The response was actually very low. We should not have been surprised because the primary reasons that women will release.... Certainly there are those who will release because they have had a terrible experience, but a lot of women will release because they have family pressures for which they are making a life decision that they cannot continue in the military. We would have been naive to expect that within five years some of those family situations would change, particularly if it had to do with raising children.
Similarly, a lot of women will release at certain points because of medical injuries. Again, if they are released for a medical injury, the likelihood is that they may not have recovered or healed from that particular injury within five years.
The reasons—and I have just given you three—why they got out hadn't changed, ergo they weren't interested in coming back into the Canadian Armed Forces.
I'm not sure who to ask this to, so I'll let you decide which person is the best to answer.
Can you comment on not only procedure but also practices that are being put in place in order to best serve women when they face sexual assault or misconduct?
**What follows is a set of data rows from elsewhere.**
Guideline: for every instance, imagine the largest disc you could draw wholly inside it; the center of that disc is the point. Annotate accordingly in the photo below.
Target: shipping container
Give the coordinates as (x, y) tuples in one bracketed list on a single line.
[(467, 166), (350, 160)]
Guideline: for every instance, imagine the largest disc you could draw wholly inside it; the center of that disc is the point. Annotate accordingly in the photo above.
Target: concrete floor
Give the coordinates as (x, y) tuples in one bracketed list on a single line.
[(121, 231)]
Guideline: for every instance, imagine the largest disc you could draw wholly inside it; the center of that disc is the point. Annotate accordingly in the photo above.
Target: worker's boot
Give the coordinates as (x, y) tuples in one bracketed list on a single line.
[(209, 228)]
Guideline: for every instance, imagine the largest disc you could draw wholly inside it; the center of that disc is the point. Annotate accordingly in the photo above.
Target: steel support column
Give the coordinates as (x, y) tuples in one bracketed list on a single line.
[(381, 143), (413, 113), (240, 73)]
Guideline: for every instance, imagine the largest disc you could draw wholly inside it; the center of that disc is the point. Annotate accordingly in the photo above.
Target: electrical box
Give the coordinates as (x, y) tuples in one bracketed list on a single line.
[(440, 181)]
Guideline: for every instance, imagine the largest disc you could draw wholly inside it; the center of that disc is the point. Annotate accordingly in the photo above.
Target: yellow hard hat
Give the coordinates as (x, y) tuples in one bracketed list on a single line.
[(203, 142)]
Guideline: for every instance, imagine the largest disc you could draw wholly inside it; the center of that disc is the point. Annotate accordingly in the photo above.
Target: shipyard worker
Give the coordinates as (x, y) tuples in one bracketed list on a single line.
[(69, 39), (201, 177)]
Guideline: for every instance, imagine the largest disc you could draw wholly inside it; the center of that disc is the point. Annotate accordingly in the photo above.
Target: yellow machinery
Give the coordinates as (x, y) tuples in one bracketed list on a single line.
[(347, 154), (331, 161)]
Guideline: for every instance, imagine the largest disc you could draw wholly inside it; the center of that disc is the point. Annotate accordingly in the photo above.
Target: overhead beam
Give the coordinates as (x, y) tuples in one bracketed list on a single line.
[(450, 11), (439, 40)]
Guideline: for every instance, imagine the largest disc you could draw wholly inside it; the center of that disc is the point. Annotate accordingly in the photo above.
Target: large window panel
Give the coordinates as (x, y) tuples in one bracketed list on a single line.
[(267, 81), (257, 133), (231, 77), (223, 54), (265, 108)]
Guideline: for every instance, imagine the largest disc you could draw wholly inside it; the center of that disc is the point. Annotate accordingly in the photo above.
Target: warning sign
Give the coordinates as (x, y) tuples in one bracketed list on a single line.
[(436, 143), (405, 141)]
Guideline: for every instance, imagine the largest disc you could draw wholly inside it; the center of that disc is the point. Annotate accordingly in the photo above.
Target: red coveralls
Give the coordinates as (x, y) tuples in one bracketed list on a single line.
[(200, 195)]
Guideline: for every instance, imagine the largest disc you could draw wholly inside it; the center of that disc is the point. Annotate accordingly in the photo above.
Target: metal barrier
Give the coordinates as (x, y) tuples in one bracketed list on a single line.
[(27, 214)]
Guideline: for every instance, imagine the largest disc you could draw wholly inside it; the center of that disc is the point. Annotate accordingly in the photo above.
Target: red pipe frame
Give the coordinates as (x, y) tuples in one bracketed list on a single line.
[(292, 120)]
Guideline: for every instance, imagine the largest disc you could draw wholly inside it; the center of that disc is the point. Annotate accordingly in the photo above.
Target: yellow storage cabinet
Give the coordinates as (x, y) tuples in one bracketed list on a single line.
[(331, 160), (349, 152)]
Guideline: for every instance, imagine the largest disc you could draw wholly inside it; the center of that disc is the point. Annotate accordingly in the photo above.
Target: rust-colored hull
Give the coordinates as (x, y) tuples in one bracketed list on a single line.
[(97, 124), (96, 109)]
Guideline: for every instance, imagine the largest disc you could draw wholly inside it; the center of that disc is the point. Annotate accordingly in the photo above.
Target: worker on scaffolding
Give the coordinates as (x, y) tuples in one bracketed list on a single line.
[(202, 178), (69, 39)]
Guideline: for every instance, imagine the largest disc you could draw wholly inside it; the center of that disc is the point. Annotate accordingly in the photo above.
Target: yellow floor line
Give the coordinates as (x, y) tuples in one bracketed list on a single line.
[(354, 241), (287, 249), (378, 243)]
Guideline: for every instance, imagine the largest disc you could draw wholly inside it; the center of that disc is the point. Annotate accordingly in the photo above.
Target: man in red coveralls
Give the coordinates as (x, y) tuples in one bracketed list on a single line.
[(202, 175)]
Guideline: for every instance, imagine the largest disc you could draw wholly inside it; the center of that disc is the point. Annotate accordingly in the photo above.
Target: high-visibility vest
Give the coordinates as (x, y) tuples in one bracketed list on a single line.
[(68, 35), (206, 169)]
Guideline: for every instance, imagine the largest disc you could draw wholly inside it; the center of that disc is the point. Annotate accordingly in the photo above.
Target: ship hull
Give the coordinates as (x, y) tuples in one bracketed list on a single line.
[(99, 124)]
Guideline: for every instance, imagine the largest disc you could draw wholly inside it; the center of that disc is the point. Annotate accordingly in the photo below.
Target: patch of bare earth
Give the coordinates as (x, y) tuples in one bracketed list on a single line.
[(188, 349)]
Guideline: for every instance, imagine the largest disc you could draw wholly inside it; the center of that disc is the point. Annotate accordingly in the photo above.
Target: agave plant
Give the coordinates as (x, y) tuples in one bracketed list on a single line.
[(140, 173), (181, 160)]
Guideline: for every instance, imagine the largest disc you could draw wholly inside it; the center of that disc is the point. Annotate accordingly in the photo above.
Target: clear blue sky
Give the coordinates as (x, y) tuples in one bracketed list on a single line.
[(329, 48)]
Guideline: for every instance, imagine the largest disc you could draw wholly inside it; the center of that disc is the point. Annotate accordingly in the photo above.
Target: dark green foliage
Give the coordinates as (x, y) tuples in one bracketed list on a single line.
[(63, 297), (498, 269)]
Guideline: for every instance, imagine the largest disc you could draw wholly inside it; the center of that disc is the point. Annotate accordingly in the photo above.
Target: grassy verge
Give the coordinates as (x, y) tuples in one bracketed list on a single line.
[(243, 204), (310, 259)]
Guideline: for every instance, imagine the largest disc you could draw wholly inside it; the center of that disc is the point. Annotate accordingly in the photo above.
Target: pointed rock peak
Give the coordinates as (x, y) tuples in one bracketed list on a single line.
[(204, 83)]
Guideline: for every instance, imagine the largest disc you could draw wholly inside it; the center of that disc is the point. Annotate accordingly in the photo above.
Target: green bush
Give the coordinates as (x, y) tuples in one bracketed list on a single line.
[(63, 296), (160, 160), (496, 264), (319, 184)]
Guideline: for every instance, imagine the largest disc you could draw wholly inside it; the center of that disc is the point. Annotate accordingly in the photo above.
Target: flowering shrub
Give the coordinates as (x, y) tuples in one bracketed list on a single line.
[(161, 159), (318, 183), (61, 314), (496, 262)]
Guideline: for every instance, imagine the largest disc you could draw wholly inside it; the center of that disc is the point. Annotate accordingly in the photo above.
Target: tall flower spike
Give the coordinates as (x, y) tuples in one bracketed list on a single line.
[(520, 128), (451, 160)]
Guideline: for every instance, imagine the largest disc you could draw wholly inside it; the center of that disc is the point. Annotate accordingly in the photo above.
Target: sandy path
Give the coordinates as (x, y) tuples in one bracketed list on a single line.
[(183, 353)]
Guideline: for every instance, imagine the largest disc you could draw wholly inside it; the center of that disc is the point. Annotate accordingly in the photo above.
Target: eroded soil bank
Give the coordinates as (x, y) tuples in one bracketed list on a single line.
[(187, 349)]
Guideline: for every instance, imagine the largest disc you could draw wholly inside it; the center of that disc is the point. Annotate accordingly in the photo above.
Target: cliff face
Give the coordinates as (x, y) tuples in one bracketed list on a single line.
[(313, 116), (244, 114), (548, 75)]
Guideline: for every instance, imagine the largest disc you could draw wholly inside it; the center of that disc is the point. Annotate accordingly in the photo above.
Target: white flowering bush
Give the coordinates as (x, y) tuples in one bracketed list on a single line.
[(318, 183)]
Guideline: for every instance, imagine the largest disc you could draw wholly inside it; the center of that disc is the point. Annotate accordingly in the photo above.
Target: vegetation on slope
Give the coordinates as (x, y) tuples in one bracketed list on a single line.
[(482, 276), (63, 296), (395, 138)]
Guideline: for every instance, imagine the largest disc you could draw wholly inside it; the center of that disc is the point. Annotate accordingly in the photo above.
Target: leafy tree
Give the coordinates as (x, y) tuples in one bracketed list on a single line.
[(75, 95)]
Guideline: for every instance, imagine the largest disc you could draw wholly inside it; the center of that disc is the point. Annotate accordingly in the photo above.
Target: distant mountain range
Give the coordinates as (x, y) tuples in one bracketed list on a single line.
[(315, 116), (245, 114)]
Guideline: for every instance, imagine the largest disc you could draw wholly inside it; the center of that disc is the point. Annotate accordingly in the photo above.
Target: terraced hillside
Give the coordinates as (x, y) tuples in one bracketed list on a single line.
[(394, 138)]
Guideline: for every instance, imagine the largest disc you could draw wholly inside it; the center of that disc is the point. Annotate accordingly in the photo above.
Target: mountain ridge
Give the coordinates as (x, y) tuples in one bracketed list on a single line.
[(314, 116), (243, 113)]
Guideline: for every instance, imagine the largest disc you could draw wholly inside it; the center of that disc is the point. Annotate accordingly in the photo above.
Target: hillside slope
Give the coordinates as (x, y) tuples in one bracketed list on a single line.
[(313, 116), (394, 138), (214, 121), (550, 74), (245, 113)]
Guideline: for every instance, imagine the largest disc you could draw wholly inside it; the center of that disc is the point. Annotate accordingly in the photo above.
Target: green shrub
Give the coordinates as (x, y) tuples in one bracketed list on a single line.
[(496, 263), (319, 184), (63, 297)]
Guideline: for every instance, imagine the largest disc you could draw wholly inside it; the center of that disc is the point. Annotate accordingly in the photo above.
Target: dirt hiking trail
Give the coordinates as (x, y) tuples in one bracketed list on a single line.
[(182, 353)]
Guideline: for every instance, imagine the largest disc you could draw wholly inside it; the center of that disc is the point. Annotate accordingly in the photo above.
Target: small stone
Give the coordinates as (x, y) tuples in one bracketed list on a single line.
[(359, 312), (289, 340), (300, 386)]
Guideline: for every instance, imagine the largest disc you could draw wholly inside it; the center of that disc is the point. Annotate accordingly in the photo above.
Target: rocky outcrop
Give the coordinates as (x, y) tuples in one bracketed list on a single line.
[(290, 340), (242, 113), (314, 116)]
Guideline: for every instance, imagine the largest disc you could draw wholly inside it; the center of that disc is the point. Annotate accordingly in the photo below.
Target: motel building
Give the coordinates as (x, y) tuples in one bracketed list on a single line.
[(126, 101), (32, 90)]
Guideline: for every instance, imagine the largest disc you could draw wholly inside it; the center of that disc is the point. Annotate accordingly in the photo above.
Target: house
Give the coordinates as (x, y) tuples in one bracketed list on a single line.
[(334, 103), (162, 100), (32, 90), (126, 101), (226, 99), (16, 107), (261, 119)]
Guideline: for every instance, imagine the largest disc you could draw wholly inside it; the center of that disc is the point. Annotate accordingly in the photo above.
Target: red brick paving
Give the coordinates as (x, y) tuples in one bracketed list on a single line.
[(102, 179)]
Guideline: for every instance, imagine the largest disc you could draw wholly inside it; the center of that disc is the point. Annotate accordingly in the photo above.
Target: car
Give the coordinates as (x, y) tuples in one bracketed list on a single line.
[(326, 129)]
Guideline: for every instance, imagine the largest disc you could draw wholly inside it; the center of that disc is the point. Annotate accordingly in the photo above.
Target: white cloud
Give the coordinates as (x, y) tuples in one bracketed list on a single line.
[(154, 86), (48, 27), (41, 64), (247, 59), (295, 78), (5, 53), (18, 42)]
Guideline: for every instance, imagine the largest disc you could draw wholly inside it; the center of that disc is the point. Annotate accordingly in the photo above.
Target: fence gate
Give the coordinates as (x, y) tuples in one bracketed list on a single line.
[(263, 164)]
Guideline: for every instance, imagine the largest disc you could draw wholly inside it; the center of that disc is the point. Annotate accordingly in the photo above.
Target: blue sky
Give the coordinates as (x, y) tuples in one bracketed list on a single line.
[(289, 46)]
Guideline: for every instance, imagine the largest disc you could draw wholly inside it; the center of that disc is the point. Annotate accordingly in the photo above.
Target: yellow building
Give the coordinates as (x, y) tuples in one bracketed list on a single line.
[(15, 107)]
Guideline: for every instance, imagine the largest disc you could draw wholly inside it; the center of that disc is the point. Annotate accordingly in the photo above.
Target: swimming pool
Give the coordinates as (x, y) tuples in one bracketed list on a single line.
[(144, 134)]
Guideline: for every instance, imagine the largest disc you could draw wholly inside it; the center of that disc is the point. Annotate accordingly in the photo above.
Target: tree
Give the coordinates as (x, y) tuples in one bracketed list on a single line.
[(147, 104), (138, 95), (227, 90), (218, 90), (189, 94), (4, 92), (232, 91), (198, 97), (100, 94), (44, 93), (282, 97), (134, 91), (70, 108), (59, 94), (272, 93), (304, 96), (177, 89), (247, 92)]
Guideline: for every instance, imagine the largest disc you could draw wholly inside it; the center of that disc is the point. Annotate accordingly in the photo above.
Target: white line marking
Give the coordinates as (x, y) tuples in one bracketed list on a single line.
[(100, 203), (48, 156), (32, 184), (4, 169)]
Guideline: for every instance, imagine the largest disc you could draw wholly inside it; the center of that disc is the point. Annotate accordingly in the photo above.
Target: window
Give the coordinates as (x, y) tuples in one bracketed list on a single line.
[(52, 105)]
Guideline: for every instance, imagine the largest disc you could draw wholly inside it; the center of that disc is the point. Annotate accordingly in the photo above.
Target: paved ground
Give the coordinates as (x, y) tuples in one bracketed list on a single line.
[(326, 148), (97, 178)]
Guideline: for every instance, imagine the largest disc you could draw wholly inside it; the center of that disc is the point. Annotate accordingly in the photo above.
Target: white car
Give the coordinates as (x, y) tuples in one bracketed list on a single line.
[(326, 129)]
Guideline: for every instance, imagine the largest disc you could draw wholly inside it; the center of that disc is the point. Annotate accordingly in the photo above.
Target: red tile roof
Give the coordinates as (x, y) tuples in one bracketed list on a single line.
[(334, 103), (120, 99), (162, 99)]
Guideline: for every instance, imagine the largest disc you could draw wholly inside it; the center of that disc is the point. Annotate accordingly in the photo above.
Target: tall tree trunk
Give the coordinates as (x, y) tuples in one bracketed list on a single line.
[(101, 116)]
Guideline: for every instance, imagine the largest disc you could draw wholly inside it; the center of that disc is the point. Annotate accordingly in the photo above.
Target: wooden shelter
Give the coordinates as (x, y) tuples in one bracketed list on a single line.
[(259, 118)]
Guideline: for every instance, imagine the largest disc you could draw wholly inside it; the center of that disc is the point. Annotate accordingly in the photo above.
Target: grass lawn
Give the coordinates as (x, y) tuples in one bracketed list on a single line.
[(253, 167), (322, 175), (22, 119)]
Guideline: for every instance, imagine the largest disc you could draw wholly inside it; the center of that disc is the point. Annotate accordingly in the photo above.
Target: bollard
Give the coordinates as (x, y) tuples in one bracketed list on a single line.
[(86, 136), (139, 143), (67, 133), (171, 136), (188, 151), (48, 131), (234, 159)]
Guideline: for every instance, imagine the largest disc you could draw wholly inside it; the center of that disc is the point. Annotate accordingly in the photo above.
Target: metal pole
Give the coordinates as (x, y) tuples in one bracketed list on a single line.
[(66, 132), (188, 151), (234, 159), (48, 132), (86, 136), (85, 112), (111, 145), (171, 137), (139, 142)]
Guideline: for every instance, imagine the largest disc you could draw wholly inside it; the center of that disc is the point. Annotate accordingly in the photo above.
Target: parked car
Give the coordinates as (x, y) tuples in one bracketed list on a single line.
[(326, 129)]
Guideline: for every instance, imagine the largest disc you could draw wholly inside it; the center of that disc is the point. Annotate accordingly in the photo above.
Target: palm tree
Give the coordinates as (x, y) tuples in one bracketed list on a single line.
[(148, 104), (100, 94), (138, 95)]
The reason I ask this question is that we've heard from many witnesses who say it's not a matter of having more procedure, more paperwork, more platitudes or more good intention; it's simply a matter of practice. They would say that many of the procedures are already in place; many of the expectations have already been stated.
Ms. Tattersal, you mentioned that 40 hours out of that initial week, I believe you said—
The challenge with changing culture within the Canadian Armed Forces is the same challenge that we face within Canadian society, because we are a mirror of Canadian society. As I explained, because I usually do this as a little bit of a soapbox rant, when I watched TV growing up, it was The Waltons
and The Beachcombers
. You can judge me by how old I am, but they carried with them certain values they expressed in how you related and how you conducted yourself.
Nowadays, if you turn on TV on Sunday night, you're going to be watching Keeping Up with the Kardashians, which involves a very different expectation as to how one conducts oneself, what is acceptable, and what is not. Anyone we enrol is bringing with them what they have learned from their parents, from their families, and from society writ large into the Canadian Armed Forces. So as we work to instill in them—and that's the value of our recruit training—the values of the Canadian Armed Forces to reinforce that through our processes, our policies, and our training, at the same time, we are trying to change that still prevalent culture, because when they go home at night, they're still faced with that. That is why you will hear us say that culture takes a while, but it's culture in the broader Canadian public as well.